Apa hal bodoh yang kamu katakan ... Akankah saya diberitahu hal seperti itu? Saya tidak ingin mendengar itu.
「... Ada yang salah dengan itu?」
「... Eh?」
「Aku tahu bahwa Lord adalah orang yang bereinkarnasi」
「Wha? Eh? Bagaimana? 」
「 ... Saya percaya saya mengatakan kepada Anda bahwa saya memiliki keterampilan Appraisal? 」
「 Ehh !? Kamu bisa tahu sebanyak itu dengan skill Appraisal !? 」
Bukankah itu berarti bahwa orang dengan keterampilan Appraisal akan tahu bahwa saya adalah orang yang bereinkarnasi?
"Tidak? Hanya mereka yang setingkat denganku yang tahu, tapi kebanyakan tidak akan tahu 」
「 Aku sudah mendengarnya, tentang itu dari Kurogane, kau tahu? 」
「 ... Ap, apa ... 」
Mariel-chan mendukungku yang kehilangan kekuatan di kakiku dan dengan lemah jatuh ke bawah setelah ketegangan melonggarkan dalam kepanikan.

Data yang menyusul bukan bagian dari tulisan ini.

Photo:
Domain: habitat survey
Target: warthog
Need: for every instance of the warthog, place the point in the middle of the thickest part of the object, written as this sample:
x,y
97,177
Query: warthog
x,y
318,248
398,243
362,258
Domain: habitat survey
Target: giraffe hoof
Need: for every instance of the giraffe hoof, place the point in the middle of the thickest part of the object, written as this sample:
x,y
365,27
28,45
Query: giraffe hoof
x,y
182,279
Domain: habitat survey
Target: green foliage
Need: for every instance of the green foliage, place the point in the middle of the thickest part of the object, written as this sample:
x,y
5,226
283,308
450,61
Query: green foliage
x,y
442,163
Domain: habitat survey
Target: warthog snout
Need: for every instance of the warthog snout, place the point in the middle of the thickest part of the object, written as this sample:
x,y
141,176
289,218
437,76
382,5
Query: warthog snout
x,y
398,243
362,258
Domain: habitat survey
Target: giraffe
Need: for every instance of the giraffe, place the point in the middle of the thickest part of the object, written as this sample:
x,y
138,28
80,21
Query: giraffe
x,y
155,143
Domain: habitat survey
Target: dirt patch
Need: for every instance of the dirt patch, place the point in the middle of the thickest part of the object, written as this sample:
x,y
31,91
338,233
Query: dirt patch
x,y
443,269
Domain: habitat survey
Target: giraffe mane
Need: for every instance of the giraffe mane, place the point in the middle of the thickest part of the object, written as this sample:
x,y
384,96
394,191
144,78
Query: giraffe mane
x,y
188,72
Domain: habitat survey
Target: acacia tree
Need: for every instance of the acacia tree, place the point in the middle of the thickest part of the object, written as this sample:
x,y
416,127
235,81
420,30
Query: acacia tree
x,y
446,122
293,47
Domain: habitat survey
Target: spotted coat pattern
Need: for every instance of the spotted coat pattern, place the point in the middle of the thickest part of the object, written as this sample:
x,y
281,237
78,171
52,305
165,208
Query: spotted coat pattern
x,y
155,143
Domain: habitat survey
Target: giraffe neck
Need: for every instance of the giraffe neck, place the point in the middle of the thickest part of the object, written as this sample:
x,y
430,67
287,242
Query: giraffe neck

「Hanya ada beberapa yang bereinkarnasi dengan jiwa mereka yang mempertahankan ingatan kehidupan masa lalu mereka, tapi itu tidak seperti mereka tidak ada」
「Apakah itu begitu ...」
Namun, kamu benar-benar mengetahui bahwa kamu berdua bereinkarnasi 」
「 Ah ... tentang itu, itu karena kita berdua bereinkarnasi dari dunia yang berbeda 」
「 Apa !? 」
「 Dunia yang berbeda? 」
Giliran kedua orang itu terkejut kali ini.
「Jadi, dunia yang kita reinkarnasi dari disebut Bumi dan di dunia itu, kita berdua tinggal di sebuah negara bernama Jepang」
「Apa ... Bumi? Jepang? Tidak pernah mendengar hal tersebut. Dunia yang berbeda, ya ... saya tidak tahu tentang itu. Itu mengejutkan 」
「 ... saya tidak mengerti 」
Saya pikir begitu. Dunia yang berbeda tidak menyerang rumah.
"Bagaimanapun. Saya memahami pidato dan perilaku dari ingatan kehidupan masa lalu saya dan berpikir 'mungkin' ... dan ternyata saya benar ketika saya memeriksanya 」
「 Saya kaget saat itu. Saya tidak berpikir saya akan menemukan teman dari tempat yang sama seperti saya di sini setelah semua 」
Kanan! Kami saling bertukar pandang dan mengangguk.
"Saya melihat. Saya merasa aneh bahwa Anda akan tiba-tiba menjadi begitu dekat tanpa memperhatikan status sosial, jadi itu alasannya 」
「 ... Saya tidak mengerti 」
Saya minta maaf, Mashiro. Saya akan menjelaskannya kepada Anda sekali lagi di masa depan.
「Mempertimbangkan pengetahuan dan keterampilan yang tidak cocok untuk usia Lord, saya bisa mengerti sekarang」
「Ah, masakannya sama, kan ... bukankah itu tidak adil?」
Cheats umumnya dikenal sebagai 「Ketidakadilan」.
Memiliki pengetahuan tentang kehidupan lampau dan menerapkannya, itu benar-benar tidak adil! Saya takut orang-orang di dunia ini mungkin berpikir demikian, jadi saya tidak memberi tahu siapa pun.
"Tidak? Itu bagian penting dari Tuhan yang kita tahu. Bakat dan kemampuan bawaan dari setiap individu berbeda. Namun, menempatkan mereka untuk penggunaan yang baik tergantung pada orang itu sendiri, sehingga menemukan mereka "tidak adil" tidak ada hubungannya dengan itu. 」
「 Cristea adalah Cristea dan itulah mengapa itu baik-baik saja, Anda tahu? Anda adalah Tuhan saya yang terhormat, Anda tahu? 」
「 ... Terima kasih, Kurogane, Mashiro. Kalian berdua juga adalah Binatang Suci saya yang terhormat 」
「 Secara Alami 」
「 Tidak 」
Uu ... aku sangat lega. Bukankah kamu mengatakan sesuatu yang nangis?
「Uuu ... Imma glawd ... Aku shoo dappyyy ...!」
「... Mariel-san?」
Ketika aku berbalik karena aku mendengar suara mengendus, Mariel-chan menangis sambil mengatasi emosi, jadi aku menarik air mataku. Ahh, musus itu menetes dari hidungmu ...
Setelah menenangkan diri seperti Mariel-chan, kami akhirnya dikubur di mofumofu dan pergi tidur sambil berbicara tentang dunia yang berbeda.